The Promise and Perils of Integrated Data


Is it possible to train an AI only on data generated by other AIs? It may seem like a rehearsed idea. But that was a long time ago — and new, Real data is gaining traction as it becomes harder to come by.

Anthropic used some synthetic data to train one of its flagship models. Claude 3.5 Sonnet. The Meta has fine-tuned its sound. Lama 3.1 models Using data generated by AI. OpenAI claims to source from Synthetic Training Data. o1Its “reasonableness” model for next year Orion.

But why does AI need data in the first place—and what? Be kind. Need data? And this forest is available. for real Will it be replaced by synthetic data?

Importance of annotations

AI systems are statistical machines. Many instances have been trained; They learn patterns in these examples to make predictions such as “probably concerned” before the “who” of an email.

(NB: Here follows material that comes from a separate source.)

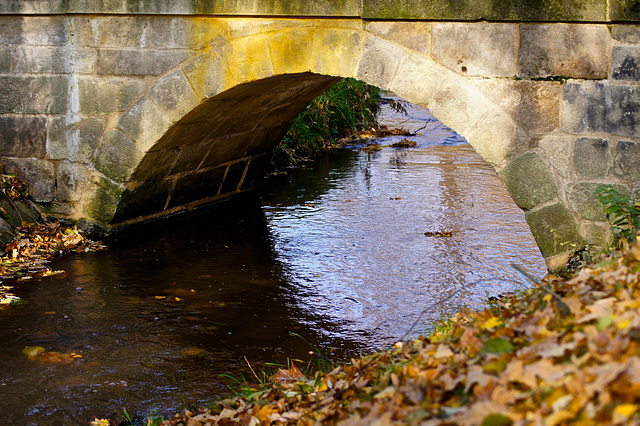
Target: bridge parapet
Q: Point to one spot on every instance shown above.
(123, 118)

Comments Text that usually labels the meaning or components of the data that these systems enter is a key part of these examples. They are objects, It “teaches” as a model to distinguish between places and ideas.

Consider a photo-classification model that shows a large number of pictures of kitchens labeled with the word “kitchen”. During training, The model will start the relationship between “kitchen” and general. Symptoms Kitchen appliances (eg refrigerators and counters). After training, given a photo of a kitchen that wasn't included in the initial samples, the model was able to identify it as such. (Of course, if the kitchen pictures were labeled “cows,” they would be assigned to cows, with an emphasis on noteworthy importance.)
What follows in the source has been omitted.